Tuesday, December 10, 2019

Blog Mirror. A Hundred Years Ago. Old-fashioned English Pudding with Hard Sauce

One of the very first posts on this blog, which to my amazement was over a decade ago, was one entitled the following:

The Speed of Cooking


I've actually touched on that several times since, including in an area that will appear again tomorrow, that being how domestic implements, and not wartime labor requirements, are what really caused the change in women's employment roles in the 20th Century.  That links in with what I think is one of the better posts on the website, that being:

Women in the Workplace: It was Maytag that took Rosie the Riveter out of the domestic arena, not World War Two


In that post, I noted:


Today we have gas and electric stoves everywhere. But up to at least 1920, most people had wood or coal burning stoves for cooking.  They didn't heat the same way.  Cooking with a wood stove is slow.  It takes hours to cook anything with a wood stove, and those who typically cooked with them didn't cook with the same variety, or methods, we do now.  Boiling, the fastest method of food preparation, was popular.  People boiled everything.  Where we'd now roast a roast in the oven, a cook of that era would just as frequently boil it.  People boiled vegetables into oblivion.  My mother, who had learned to cook from her mother, who had learned how to cook in this era, used the boiling into oblivion method of cooking. She hated potatoes for this reason (I love them) but she'd invariable boil them into unrecognizable starch lumps.

Wood burning stove in Denver.  Typical pre 1920 stove.  Heck, typical pre 1930 stove.  Heck, typical pre 1940 stove.

Turn of century advertisement for stove polish.  Cleaning a wood burning stove would be no treat.

Even something as mundane as toast required more effort than it does not.  Toasters are an electric appliance that most homes have now, but they actually replaced a simple device.
 World War Two era propaganda photograph, trying to depict an inattentive woman letting toast burn, and therefore wasting resources.  Note how complicated this electric toaster is.

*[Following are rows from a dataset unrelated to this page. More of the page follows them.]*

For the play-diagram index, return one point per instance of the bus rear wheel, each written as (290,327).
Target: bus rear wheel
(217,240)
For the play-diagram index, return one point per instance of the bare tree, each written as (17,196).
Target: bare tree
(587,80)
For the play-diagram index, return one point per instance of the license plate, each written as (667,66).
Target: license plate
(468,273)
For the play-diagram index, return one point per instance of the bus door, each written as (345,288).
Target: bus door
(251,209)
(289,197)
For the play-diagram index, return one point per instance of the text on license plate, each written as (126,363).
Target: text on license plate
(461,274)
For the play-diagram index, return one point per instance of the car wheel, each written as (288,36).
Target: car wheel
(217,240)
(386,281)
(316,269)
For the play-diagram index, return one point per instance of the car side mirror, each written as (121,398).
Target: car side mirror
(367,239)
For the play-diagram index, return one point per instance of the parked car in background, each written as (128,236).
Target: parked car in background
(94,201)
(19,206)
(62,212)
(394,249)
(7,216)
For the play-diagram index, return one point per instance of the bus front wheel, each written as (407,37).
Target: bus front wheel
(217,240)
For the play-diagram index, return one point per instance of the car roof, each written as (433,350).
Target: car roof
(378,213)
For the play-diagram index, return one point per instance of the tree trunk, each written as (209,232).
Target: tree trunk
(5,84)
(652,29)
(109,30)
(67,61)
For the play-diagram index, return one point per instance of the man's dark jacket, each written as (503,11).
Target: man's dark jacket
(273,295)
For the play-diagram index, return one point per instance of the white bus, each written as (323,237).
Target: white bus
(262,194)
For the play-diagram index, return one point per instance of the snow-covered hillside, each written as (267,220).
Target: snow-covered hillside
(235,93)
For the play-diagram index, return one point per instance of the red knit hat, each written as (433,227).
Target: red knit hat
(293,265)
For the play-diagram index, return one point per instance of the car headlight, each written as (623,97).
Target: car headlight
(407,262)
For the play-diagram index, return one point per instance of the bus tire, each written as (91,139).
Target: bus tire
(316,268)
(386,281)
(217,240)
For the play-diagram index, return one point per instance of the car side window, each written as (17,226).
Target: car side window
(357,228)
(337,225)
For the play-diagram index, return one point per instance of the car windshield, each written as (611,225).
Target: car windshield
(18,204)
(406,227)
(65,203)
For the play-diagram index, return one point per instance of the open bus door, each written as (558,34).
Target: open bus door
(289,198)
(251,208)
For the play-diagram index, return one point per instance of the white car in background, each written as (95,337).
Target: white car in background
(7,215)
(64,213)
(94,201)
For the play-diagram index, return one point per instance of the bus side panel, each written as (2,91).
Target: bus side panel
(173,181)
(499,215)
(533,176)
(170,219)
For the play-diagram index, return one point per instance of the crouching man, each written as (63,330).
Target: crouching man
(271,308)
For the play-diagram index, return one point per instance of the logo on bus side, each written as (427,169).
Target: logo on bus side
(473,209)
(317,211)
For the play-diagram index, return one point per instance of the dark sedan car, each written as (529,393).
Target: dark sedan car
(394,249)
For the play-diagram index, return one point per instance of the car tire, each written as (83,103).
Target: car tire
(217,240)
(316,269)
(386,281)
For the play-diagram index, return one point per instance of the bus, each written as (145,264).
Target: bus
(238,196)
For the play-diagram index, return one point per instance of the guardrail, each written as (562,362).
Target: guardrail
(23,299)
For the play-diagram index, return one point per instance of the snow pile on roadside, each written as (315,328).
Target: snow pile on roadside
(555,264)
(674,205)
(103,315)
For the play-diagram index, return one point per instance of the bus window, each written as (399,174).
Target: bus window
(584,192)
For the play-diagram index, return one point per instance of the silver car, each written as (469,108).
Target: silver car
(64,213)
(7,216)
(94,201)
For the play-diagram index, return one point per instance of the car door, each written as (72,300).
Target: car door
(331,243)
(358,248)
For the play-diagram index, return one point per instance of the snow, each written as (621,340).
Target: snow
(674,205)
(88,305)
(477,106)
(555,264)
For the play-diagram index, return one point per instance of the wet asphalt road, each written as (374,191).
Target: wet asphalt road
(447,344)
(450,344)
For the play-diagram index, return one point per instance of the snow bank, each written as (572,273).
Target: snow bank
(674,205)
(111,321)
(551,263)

 Man cooking in a cow camp for cowboys.  He's using two cast iron dutch ovens (I still use one routinely) to cook over a fire.  This photo first appeared on this blog in 2009 in a very early entry on cooking changes.

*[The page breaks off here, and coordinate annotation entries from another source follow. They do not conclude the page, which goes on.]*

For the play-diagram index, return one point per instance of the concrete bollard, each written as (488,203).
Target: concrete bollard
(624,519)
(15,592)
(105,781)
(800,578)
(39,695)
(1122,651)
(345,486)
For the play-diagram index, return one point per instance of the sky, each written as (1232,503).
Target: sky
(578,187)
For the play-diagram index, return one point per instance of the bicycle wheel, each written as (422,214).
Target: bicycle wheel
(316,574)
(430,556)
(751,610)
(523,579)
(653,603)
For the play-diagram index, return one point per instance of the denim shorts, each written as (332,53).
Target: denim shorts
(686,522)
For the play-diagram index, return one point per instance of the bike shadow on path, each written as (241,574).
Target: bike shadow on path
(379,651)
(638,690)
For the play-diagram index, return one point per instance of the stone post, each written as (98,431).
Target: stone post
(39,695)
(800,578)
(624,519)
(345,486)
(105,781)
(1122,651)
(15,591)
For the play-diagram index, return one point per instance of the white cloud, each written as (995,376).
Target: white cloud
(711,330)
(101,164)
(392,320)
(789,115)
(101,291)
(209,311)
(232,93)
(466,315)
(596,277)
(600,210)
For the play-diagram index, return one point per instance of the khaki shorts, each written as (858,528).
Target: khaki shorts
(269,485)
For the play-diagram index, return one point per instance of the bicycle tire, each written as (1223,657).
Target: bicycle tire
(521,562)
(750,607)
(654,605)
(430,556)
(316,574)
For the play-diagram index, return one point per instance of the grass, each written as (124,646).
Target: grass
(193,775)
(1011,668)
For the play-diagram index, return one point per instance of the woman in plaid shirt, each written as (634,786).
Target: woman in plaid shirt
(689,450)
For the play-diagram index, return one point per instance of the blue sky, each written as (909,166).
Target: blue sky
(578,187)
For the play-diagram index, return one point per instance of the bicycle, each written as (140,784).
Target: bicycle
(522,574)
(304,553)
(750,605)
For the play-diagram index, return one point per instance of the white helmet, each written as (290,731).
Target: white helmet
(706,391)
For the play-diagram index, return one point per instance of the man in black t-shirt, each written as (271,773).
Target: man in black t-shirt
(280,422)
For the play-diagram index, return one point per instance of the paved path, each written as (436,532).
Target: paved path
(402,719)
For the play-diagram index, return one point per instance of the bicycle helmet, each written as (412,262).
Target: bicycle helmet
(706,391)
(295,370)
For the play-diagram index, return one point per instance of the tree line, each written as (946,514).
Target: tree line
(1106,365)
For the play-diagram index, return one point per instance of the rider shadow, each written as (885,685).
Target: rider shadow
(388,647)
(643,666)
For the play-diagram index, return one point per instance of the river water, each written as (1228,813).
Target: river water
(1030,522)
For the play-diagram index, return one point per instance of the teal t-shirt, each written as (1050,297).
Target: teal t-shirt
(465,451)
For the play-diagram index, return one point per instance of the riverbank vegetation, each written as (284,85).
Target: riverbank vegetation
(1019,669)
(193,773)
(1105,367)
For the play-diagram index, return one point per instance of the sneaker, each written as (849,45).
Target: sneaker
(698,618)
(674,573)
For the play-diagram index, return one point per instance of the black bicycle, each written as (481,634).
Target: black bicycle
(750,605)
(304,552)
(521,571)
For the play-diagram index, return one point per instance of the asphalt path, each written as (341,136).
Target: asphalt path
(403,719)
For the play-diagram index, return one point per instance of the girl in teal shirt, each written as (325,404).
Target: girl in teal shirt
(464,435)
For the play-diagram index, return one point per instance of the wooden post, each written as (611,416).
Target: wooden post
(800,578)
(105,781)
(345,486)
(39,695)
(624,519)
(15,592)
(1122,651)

Indeed, if you think of all the electric devices in your kitchen today, it's stunning.  Electric or gas stoves, electric blenders and mixers, microwaves, refrigerators.  Go back just a century and none of this would be in the average home.  And with the exception of canned goods, which dated back well into the 19th Century, nothing came in the form of prepared food either.  For that matter, even packaging was different at that time.  If you wanted steak for five, you went to the butcher, probably that day, and got steak for five.  If you wanted ground beef, you went to the butcher and got the quantity you wanted, and so on.

An interesting example of how this change impacts things appeared recently on the excellent A Hundred Years Ago blog

Old-fashioned English Pudding with Hard Sauce



Steamed puddings are a traditional holiday food which once were slow-cooked on a wood or coal stove that was used for both heating and cooking. They are less popular now that our stoves aren’t constantly operating; 

I've mentioned how wood burning stoves such as noted on A Hundred Years Ago impacted how food was cooked, but I've never really thought of it in terms of recipes such as this.  Mostly what I've considered is how it impacted main meals,  not in terms of how recipes were designed for the cooking conditions.

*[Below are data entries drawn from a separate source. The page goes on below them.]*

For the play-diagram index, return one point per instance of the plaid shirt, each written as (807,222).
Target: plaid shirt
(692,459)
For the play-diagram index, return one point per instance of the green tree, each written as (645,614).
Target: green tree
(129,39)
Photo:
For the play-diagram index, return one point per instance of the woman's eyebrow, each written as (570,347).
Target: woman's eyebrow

That's really a pretty notable omission on my part, probably impacted in part by the fact, as noted elsewhere, that my mother had learned to cook from her mother, who cooked with such stoves, and my mother was an awful cook.  So I've sort of naively assumed that all food cooked that way must be bad.

That's probably a wildly erroneous assumption.

It makes me wonder how many other recipes and foods that were planned out for cooking in this style aren't really made much anymore, indeed if at all.

1 comment:

Sheryl said...

It's fascinating to think about how much cooking and cooking methods have changed across the years. The WWII era photo of the woman burning toast is hilarious (and also says something about the stereotypes of women during that time period).